Player also receive bonuses for their Nobles:
If one card of a Noble type (J, Q or K) is collected, it is worth 2 points, 2 are worth 6 points total, 3 are worth 12 points, and all 4 are worth 20 points)
The player with the most points wins.
In case of a tie, the player with the most cards captured wins.

VARIANT SUGGESTIONS (not part of the original competition entry):

Less Cards Variant: For more competition (especially with less players), decrease the number of cards available per round and play more rounds (8 rounds with 4 cards each, for example).

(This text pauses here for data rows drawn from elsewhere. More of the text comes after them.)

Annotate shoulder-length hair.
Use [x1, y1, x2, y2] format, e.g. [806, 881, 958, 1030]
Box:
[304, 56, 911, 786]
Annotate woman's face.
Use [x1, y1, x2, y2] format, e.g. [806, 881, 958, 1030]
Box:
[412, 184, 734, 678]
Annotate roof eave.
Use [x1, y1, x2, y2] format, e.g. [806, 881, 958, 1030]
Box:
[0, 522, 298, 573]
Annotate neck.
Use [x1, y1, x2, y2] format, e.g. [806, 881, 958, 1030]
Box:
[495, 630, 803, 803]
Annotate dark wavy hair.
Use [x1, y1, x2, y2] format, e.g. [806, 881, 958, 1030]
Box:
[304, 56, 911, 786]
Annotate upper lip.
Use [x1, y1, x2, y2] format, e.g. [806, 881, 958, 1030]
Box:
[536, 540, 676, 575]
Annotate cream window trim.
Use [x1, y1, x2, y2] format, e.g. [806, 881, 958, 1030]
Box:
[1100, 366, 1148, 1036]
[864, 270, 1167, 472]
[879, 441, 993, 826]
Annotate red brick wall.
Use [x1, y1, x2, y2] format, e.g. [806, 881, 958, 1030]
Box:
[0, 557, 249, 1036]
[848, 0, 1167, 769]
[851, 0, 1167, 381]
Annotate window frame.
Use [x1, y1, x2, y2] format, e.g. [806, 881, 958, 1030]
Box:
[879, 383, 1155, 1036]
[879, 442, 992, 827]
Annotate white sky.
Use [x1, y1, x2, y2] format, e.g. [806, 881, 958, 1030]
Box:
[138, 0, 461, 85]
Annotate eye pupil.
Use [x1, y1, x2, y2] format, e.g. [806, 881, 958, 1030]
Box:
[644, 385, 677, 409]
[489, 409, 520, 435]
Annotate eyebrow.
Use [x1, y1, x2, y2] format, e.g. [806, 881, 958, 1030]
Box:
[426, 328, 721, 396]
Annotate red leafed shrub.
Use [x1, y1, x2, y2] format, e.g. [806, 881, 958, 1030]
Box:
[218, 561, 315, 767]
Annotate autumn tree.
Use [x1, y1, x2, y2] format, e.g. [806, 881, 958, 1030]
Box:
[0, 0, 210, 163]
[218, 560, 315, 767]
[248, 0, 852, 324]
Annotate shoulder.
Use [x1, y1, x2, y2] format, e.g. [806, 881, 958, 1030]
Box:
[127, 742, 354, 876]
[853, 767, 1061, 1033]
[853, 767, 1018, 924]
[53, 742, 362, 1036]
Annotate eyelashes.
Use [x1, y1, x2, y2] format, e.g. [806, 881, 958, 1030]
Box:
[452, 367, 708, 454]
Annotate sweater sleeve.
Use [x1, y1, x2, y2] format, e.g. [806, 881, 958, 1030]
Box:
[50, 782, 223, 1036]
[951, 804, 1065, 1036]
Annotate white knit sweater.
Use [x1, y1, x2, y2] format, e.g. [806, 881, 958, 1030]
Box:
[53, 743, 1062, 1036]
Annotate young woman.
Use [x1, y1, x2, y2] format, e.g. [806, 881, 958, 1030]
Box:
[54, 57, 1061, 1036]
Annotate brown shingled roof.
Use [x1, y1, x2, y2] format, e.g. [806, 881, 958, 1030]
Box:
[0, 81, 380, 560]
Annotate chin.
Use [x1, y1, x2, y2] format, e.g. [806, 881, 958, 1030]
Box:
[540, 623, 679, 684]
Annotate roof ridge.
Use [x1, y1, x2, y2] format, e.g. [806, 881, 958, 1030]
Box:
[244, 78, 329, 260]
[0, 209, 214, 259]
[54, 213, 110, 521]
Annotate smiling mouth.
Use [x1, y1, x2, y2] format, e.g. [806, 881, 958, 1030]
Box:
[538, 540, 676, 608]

Combined Traitor/Mercenary Variant: You may also combine the functions of the Traitor and Mercenary dice: take the black dice out of the game. Roll the four brown dice at the beginning of each round and place to the side as Mercenaries. Whenever a player adds Knights to a Battlefield matching the rank of at least one of the Mercenary dice, he/she must add that Mercenary to his/her Knights at that battlefield.
Whenever a player adds Knights to a Battlefield matching the rank of at least one Mercenary die already on a Battlefield, he/she takes it from that Battlefield and adds it to the Knights he/she is placing. If there is more than one Mercenary of the same rank on the Battlefields, he/she may choose one to move. If there is still a Mercenary of the same rank in the reserve, however, he/she must take that one.

Straights Variant: Instead of placing a group of dice of the same rank at a Battlefield, a player may place a “straight” of dice (or add to a straight already on a Battlefield) of different values (For example: 2-3-4-5). A Captain in a straight is still worth 2 Knights, a Mercenary is worth ½ a Knight, and a Traitor may only be placed at one end of the straight—not in the middle (in case it defects later in the round).
A straight of Knights are worth less, however, than a set of the same number of same-rank Knights. (For example: four 1’s are worth more than the straight 2-3-4-5).
A player may not place a straight on a Battlefield that is identical to another player’s straight. When there are two straights on a Battlefield, the straight made up of more dice wins. If the same number of dice, the straight with the highest die wins (For example: a player can beat another players 2-3-4-5 straight with 1-2-3-4-5 or with 3-4-5-6).